Jessica Alba brings fighting skills to ‘Trigger Warning’

Jessica Alba holds an unusual spot for an actor.

A showbiz veteran at 43, she is also, from her side job starting a company that distributed diapers, a billionaire.

“Trigger Warning,” which streams globally on Netflix Friday, marks a return to her action-packed roots.

As Parker, Alba is ex-Special Forces. She returns to her hometown following the sudden death of her father and inherits his bar. All too soon, as a gang seizes control, Parker goes from stealth attacks until a showdown becomes inevitable.

“Trigger” has been in development for years. Only when Alba stepped down from running her Honest Company to take a seat on the board, did production proceed.

“It was a bit of a process because it was so far from what you see on screen today,” she began in a Zoom interview. “This genre is pretty male dominant and a lot of times you see characters that are a male fantasy version of a woman, which doesn’t feel very relatable to women.

“I wanted a really gritty, raw, cool action movie that was like a throwback action movie. But one where women can be totally like Parker.  I love Parker, I can see myself in Parker.

“My feeling is she’s my friend or my neighbor. My sister.”

As executive producer Alba saw the script rewritten by a woman and hired Indonesian director Mouly Surya in her English language debut.

“Rather quickly, we pulled back a lot of the scenes that just felt unnecessary, weird or didn’t sit right,” she said. “We really wanted to lean more into the development of her motivation.

“Like, Why is she here? What is this movie really about? What is she fighting for?

“We’re creating how she would be this hero who comes out of nowhere. The men in this town never saw her coming. She can essentially fight for what’s right. And the good can, in the end, win. That’s always a hopeful story where a good guy can win.”

Alba knew “Trigger’ depended on her making it real.
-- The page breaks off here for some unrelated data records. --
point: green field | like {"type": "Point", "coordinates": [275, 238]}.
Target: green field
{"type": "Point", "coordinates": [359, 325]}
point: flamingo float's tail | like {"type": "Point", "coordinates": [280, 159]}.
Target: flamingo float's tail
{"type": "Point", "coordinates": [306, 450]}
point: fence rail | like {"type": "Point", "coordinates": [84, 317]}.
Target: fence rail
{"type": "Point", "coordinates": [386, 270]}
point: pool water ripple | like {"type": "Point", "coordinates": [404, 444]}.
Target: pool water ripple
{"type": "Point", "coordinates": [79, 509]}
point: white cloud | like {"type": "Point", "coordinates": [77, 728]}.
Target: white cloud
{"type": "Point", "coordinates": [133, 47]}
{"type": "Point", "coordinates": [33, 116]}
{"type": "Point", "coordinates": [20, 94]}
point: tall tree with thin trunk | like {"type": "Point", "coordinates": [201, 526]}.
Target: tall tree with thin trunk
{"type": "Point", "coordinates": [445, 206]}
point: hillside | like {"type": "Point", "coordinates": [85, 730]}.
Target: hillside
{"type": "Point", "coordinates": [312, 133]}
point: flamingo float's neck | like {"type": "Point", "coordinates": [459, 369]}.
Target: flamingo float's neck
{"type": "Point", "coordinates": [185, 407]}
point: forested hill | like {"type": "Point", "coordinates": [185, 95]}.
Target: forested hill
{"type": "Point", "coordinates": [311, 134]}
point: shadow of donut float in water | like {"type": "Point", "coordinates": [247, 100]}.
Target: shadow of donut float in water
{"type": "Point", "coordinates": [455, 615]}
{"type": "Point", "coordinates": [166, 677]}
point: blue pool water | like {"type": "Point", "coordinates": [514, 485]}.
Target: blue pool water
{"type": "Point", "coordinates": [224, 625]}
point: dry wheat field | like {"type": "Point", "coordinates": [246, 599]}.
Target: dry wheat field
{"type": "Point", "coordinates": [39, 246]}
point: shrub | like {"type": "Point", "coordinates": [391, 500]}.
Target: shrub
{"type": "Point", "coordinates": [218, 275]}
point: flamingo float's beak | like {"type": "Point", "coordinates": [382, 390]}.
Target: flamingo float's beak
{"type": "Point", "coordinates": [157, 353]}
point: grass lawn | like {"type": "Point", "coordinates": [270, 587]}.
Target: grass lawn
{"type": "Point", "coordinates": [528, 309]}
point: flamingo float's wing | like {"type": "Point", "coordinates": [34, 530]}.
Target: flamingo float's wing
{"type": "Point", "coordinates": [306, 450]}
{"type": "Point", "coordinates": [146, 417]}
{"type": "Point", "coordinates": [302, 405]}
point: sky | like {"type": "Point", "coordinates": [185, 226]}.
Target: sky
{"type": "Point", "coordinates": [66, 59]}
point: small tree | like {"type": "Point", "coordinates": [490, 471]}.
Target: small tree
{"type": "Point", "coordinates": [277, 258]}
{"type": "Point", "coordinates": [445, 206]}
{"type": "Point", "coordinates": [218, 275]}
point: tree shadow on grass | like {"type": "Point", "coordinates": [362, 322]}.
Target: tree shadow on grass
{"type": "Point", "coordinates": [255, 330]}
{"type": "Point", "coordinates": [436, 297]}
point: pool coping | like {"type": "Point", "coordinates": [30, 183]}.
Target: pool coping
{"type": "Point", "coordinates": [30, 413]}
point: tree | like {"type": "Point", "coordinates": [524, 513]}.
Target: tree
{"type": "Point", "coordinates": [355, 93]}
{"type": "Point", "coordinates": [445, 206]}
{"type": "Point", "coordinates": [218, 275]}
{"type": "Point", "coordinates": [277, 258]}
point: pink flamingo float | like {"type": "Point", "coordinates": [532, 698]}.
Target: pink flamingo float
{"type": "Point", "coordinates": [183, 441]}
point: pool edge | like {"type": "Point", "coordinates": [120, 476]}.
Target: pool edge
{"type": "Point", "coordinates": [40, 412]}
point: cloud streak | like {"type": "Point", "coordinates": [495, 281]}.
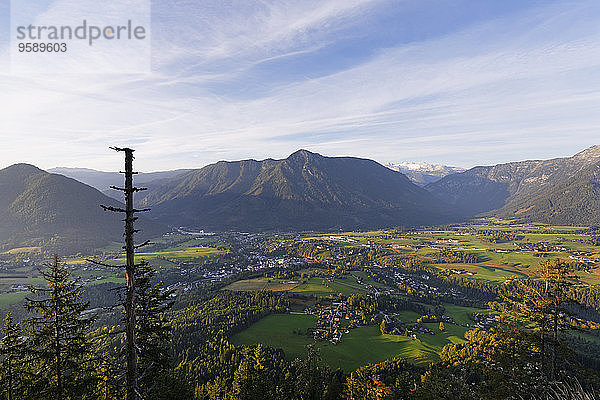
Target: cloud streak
{"type": "Point", "coordinates": [523, 86]}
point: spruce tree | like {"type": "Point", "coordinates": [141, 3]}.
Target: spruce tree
{"type": "Point", "coordinates": [60, 347]}
{"type": "Point", "coordinates": [153, 330]}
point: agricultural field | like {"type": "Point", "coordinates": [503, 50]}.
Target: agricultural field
{"type": "Point", "coordinates": [251, 285]}
{"type": "Point", "coordinates": [19, 268]}
{"type": "Point", "coordinates": [504, 250]}
{"type": "Point", "coordinates": [363, 345]}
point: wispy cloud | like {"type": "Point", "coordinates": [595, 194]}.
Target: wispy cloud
{"type": "Point", "coordinates": [522, 86]}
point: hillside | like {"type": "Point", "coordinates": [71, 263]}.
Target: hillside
{"type": "Point", "coordinates": [42, 209]}
{"type": "Point", "coordinates": [507, 189]}
{"type": "Point", "coordinates": [575, 201]}
{"type": "Point", "coordinates": [424, 173]}
{"type": "Point", "coordinates": [103, 180]}
{"type": "Point", "coordinates": [305, 191]}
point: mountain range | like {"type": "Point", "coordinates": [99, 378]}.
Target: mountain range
{"type": "Point", "coordinates": [305, 191]}
{"type": "Point", "coordinates": [423, 173]}
{"type": "Point", "coordinates": [38, 208]}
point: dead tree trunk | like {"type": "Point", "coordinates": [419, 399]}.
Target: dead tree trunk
{"type": "Point", "coordinates": [130, 320]}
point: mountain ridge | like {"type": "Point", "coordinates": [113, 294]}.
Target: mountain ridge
{"type": "Point", "coordinates": [38, 208]}
{"type": "Point", "coordinates": [304, 191]}
{"type": "Point", "coordinates": [508, 189]}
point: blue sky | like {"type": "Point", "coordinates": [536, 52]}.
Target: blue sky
{"type": "Point", "coordinates": [456, 82]}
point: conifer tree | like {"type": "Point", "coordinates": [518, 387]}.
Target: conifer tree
{"type": "Point", "coordinates": [13, 374]}
{"type": "Point", "coordinates": [153, 329]}
{"type": "Point", "coordinates": [59, 343]}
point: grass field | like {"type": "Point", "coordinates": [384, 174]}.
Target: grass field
{"type": "Point", "coordinates": [251, 285]}
{"type": "Point", "coordinates": [361, 346]}
{"type": "Point", "coordinates": [170, 258]}
{"type": "Point", "coordinates": [320, 287]}
{"type": "Point", "coordinates": [8, 299]}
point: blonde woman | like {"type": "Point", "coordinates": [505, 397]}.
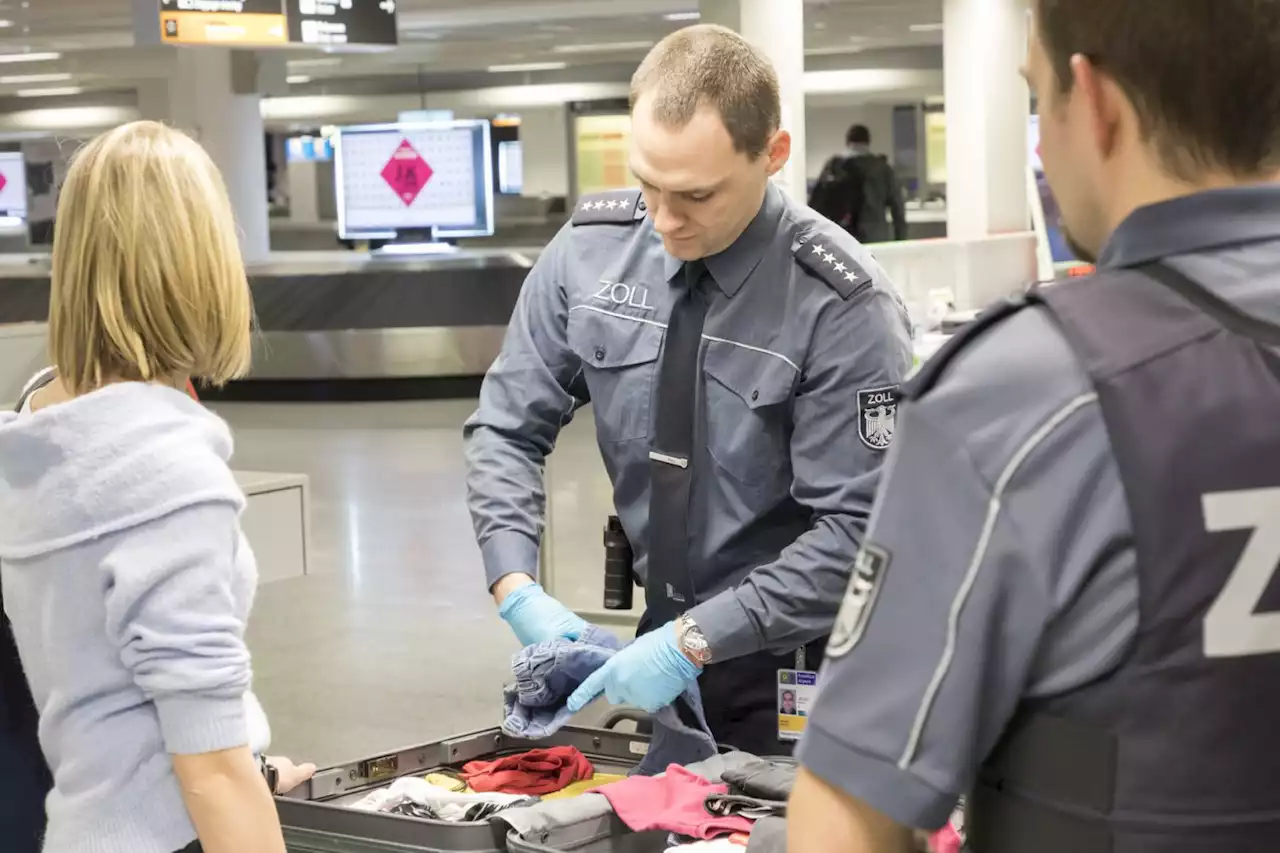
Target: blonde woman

“I started my career, really in this action genre, with a TV show called ‘Dark Angel’” – 2011 to ’15 – “and I trained for nearly two years before we even started shooting that show.

“So I got to take a lot of that foundation and that skill set and apply it to this movie.

“But I’d never done knife training and I got to learn how to fight with a knife. For me that made the hand to hand combat more realistic.

“That I could take out a big dude if I had a knife in hand, immobilize him with the knife as I was fighting.”